Don’t you just love a good story? A great movie? A tale where the hero overcomes adversary, conquering the enemy and at the same time learning something amazing about themselves? Why do these movies appeal to us so much? Why do we watch them over and over? How do these movies obtain “cult status”? The Wizard of Oz… The Matrix… Star Wars… The secret is they apply a formula of sorts called The Hero’s Journey. The Hero’s Journey is a powerful method of story telling that captivates an audience not only because of its structure but because it is so easy for the reader/viewer to see themselves in the story making all the same mistakes and achieving all the glory of the hero. The concept of the Hero’s Journey was introduced by Joseph Campbell in his book “The Hero with a Thousand Faces”, and I love it because I think it is a helpful formula for a successful project. Here is a bit of a whistle-stop summary and how it could apply to projects!
The Ordinary World, Call to Adventure, Refusal of the Call
The Hero, which is of course the Project Manager (yay!) is living a normal life when a business need arises. An adventure! It’s not often quite as exciting as landing in Oz in a house or Morpheus asking you to take a red pill, but it’s still a change. Something new. We get called to Adventure all the time. And we also refuse many times. Sometimes it’s just not the right thing or the right time. The same applies to projects. Often business needs are not addressed straight away, so by the time the Project Manager takes over, the “call” has been refused so many times, the business (or customer) is quite impatient. Sound familiar?
Meeting the Mentor, Crossing the Threshold
A really important thing has to happen next. In order for the Hero (you!) to cross the threshold and continue the adventure, they must meet a mentor. For Dorothy, it was Glenda, the good witch. For Neo it was Morpheus. For Luke Skywalker, it was Obi Wan. You see, as the hero, you are never expected to do things on your own – enter your project team, and most importantly your project sponsor. A great project sponsor is your mentor. Someone who is there for you as you take on every challenge the project presents you…
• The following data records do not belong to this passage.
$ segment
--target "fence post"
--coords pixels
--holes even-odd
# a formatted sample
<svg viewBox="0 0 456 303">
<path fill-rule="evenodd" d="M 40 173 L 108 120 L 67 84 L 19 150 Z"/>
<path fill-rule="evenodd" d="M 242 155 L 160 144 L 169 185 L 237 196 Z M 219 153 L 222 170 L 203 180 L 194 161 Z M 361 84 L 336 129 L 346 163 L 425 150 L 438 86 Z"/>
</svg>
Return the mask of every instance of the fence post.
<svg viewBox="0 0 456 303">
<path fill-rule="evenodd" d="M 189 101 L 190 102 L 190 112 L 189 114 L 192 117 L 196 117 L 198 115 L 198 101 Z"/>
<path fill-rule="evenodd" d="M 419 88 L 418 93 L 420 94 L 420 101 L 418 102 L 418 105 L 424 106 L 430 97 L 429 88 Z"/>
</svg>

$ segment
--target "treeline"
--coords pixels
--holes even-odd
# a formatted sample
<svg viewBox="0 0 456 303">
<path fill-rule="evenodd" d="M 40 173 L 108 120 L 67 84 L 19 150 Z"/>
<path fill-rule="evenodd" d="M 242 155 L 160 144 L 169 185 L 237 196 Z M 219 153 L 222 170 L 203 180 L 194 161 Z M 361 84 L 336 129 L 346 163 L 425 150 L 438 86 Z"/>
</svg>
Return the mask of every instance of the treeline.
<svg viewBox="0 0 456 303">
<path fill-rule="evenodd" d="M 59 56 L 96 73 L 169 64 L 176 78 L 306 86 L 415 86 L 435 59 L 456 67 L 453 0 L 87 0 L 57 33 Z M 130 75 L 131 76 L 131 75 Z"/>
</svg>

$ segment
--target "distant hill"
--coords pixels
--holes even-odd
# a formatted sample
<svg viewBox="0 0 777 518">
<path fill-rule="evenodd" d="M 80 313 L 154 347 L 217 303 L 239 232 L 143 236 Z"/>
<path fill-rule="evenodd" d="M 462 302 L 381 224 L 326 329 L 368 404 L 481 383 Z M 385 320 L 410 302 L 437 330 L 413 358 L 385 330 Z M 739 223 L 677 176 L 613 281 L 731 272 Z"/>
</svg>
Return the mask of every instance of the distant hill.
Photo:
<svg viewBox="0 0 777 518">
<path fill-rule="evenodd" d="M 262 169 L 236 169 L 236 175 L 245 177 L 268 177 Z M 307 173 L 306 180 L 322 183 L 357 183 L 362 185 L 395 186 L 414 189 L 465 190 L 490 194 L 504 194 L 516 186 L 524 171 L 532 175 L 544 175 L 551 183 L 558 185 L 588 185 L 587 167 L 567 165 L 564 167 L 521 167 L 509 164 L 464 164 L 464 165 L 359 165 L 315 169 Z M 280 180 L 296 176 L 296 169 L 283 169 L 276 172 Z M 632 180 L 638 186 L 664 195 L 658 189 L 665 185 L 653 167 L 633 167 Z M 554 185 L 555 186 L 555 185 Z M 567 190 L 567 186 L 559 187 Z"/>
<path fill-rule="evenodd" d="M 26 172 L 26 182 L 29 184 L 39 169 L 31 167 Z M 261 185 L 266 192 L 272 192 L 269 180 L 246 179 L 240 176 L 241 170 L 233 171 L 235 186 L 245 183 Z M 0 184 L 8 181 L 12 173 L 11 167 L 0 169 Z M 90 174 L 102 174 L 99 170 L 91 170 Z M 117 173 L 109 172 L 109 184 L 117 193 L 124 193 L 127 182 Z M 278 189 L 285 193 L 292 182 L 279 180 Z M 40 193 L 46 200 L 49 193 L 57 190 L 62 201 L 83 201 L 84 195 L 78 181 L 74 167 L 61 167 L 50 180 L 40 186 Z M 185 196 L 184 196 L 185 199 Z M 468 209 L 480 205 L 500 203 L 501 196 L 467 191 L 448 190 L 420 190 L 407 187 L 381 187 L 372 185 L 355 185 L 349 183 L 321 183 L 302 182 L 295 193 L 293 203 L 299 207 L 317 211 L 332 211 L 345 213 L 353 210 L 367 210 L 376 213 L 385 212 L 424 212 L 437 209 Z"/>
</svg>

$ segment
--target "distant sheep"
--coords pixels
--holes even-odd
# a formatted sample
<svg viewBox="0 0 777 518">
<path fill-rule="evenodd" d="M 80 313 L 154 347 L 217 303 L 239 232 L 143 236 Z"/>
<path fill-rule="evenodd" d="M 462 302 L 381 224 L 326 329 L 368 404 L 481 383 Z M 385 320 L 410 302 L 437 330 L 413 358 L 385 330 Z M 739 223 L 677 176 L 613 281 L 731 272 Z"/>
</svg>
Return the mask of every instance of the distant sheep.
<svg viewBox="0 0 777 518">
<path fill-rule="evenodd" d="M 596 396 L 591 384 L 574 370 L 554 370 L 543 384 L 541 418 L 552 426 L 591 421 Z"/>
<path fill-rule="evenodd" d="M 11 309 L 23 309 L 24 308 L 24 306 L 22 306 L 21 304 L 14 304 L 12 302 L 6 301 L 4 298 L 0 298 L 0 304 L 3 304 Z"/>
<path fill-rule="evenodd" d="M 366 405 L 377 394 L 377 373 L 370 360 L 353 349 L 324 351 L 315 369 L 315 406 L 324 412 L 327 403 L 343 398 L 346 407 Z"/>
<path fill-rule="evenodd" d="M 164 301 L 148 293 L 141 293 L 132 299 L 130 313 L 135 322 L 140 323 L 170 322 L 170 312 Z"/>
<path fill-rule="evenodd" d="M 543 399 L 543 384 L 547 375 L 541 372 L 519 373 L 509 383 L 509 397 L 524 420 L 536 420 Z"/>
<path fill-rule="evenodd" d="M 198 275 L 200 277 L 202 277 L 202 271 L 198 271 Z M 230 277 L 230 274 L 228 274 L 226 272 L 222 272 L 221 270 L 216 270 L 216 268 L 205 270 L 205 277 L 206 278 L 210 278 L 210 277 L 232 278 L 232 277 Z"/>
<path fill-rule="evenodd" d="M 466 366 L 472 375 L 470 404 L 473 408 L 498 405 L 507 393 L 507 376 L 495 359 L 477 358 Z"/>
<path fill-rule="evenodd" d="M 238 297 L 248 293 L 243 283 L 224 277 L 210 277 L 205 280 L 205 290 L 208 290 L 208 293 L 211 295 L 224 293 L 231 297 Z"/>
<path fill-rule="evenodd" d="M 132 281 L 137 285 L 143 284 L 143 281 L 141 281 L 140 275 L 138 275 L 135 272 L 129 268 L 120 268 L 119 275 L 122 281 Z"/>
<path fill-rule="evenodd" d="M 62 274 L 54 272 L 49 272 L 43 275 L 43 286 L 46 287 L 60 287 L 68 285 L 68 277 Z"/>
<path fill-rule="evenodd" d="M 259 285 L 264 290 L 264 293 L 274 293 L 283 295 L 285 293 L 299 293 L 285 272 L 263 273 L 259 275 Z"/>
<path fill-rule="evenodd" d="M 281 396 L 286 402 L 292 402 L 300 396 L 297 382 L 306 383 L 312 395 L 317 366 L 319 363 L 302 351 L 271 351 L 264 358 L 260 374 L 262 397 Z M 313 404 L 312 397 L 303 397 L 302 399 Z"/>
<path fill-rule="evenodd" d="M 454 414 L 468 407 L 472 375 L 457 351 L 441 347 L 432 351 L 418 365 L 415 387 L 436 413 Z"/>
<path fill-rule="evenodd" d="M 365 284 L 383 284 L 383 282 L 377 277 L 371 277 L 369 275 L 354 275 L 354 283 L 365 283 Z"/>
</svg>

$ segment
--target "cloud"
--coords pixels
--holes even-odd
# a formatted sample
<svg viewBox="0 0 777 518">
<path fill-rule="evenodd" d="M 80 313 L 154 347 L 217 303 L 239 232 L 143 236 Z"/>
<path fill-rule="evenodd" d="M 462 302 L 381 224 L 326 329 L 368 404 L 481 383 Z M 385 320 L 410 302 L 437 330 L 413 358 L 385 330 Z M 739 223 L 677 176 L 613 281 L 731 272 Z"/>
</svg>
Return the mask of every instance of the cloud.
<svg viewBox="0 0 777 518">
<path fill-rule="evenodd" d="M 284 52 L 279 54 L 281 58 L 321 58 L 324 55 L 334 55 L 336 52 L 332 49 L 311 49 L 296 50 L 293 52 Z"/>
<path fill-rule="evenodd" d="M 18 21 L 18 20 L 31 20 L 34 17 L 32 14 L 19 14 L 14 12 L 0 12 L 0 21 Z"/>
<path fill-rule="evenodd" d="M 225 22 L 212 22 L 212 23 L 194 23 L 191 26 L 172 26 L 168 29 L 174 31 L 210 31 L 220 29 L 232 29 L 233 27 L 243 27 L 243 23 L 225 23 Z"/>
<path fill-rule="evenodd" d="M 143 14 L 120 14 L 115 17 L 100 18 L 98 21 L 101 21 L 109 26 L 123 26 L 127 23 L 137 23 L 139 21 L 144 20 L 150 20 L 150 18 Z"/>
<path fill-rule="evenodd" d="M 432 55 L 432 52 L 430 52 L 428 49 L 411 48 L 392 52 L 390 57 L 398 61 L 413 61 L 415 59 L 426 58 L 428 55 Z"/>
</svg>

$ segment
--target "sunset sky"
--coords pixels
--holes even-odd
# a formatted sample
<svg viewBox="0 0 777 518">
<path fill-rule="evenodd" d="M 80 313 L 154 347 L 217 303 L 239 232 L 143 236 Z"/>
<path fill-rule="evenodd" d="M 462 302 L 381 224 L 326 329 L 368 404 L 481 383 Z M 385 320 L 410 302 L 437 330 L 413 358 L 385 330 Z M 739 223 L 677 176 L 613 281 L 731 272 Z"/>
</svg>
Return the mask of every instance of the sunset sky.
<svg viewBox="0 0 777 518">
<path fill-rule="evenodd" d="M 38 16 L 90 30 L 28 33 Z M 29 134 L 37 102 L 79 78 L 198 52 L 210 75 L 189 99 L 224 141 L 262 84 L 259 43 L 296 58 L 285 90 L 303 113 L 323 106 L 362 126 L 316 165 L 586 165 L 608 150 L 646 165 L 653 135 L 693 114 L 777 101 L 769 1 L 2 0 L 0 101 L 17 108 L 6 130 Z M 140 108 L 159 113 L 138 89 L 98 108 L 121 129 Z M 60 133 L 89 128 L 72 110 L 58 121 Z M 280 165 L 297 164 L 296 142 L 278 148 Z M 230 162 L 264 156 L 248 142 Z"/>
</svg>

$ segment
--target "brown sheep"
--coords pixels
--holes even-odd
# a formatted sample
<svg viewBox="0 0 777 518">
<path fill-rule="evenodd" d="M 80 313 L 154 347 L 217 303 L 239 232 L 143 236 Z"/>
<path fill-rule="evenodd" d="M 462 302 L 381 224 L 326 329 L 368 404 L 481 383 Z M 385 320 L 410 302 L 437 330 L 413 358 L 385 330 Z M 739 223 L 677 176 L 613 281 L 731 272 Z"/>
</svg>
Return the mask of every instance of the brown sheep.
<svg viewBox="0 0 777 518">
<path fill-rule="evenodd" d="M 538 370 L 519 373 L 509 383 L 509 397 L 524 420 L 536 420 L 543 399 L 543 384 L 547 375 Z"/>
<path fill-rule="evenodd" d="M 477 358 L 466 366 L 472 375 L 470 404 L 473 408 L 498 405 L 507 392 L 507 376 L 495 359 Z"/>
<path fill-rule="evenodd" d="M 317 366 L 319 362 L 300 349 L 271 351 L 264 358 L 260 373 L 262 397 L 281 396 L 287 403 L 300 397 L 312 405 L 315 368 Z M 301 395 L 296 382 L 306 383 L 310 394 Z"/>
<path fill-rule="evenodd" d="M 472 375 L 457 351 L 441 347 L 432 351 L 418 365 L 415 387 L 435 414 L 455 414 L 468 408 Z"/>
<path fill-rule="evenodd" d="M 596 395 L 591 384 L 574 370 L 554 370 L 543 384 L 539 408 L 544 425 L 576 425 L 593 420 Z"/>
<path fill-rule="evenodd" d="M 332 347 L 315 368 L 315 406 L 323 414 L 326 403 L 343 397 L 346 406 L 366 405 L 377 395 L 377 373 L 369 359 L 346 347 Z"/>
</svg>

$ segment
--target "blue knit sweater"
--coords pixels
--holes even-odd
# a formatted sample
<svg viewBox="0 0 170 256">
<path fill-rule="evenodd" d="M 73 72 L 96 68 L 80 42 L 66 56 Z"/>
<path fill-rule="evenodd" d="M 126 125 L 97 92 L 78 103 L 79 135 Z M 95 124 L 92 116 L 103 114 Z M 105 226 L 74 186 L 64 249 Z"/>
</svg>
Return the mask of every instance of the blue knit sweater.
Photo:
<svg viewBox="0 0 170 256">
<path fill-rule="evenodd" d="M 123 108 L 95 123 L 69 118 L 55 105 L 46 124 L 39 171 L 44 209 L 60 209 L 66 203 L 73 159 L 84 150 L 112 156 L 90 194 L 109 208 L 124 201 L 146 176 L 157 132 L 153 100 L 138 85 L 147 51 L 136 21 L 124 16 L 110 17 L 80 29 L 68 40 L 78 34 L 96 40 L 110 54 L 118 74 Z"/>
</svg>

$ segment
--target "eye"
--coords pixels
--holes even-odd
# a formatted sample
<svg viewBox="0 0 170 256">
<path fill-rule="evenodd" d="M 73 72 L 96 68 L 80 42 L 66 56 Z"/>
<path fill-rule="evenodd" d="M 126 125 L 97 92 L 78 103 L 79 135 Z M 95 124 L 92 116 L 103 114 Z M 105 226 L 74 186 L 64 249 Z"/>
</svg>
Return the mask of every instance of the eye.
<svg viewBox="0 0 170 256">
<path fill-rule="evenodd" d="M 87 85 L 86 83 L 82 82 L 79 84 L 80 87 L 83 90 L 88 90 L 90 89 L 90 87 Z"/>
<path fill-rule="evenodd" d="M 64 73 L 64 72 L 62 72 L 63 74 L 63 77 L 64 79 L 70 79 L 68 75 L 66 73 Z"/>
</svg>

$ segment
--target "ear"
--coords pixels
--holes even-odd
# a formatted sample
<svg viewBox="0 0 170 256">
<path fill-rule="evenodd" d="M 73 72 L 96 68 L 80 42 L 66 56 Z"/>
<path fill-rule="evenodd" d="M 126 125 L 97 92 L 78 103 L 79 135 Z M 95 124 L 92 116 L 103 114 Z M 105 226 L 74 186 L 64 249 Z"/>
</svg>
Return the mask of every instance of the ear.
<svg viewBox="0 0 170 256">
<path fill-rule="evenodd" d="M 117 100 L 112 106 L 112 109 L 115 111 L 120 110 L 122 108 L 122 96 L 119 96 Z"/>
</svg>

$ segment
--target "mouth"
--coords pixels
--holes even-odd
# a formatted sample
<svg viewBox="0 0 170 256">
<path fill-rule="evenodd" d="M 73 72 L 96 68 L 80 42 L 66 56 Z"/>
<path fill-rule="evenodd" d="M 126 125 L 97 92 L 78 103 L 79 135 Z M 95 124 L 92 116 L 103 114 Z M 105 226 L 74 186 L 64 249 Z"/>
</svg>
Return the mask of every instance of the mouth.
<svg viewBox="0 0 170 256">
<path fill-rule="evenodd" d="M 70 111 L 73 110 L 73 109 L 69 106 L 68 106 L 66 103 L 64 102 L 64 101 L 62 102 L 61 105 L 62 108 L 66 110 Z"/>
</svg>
Tests, Allies and Enemy, the Approach, the Ordeal
What project is ever easy? Every adventure, to be really worth it, is not without its challenges. Along the path you will be tested many times (the traditional number is three – but as Project Managers we know it can be more than that!). The good news is that it’s not all bad. You will also have people on your side – your team, your friends, people you share a pod with. Sometimes your allies will come from the most unlikely of places. Along the way you will find you are so much more capable that what you could you thought. Which is great news. Because you will need all the help you can get as you face your ultimate Ordeal – the moment that will test you more than anything else has. It’s no coincidence that every project seems that little bit more challenging than the last. It’s because you are ready for something bigger. We don’t have to defeat Darth Vader in the ultimate light sabre battle between good and evil. It might just be a hectic four day marathon project go-live. Whatever it is, you are ready for it.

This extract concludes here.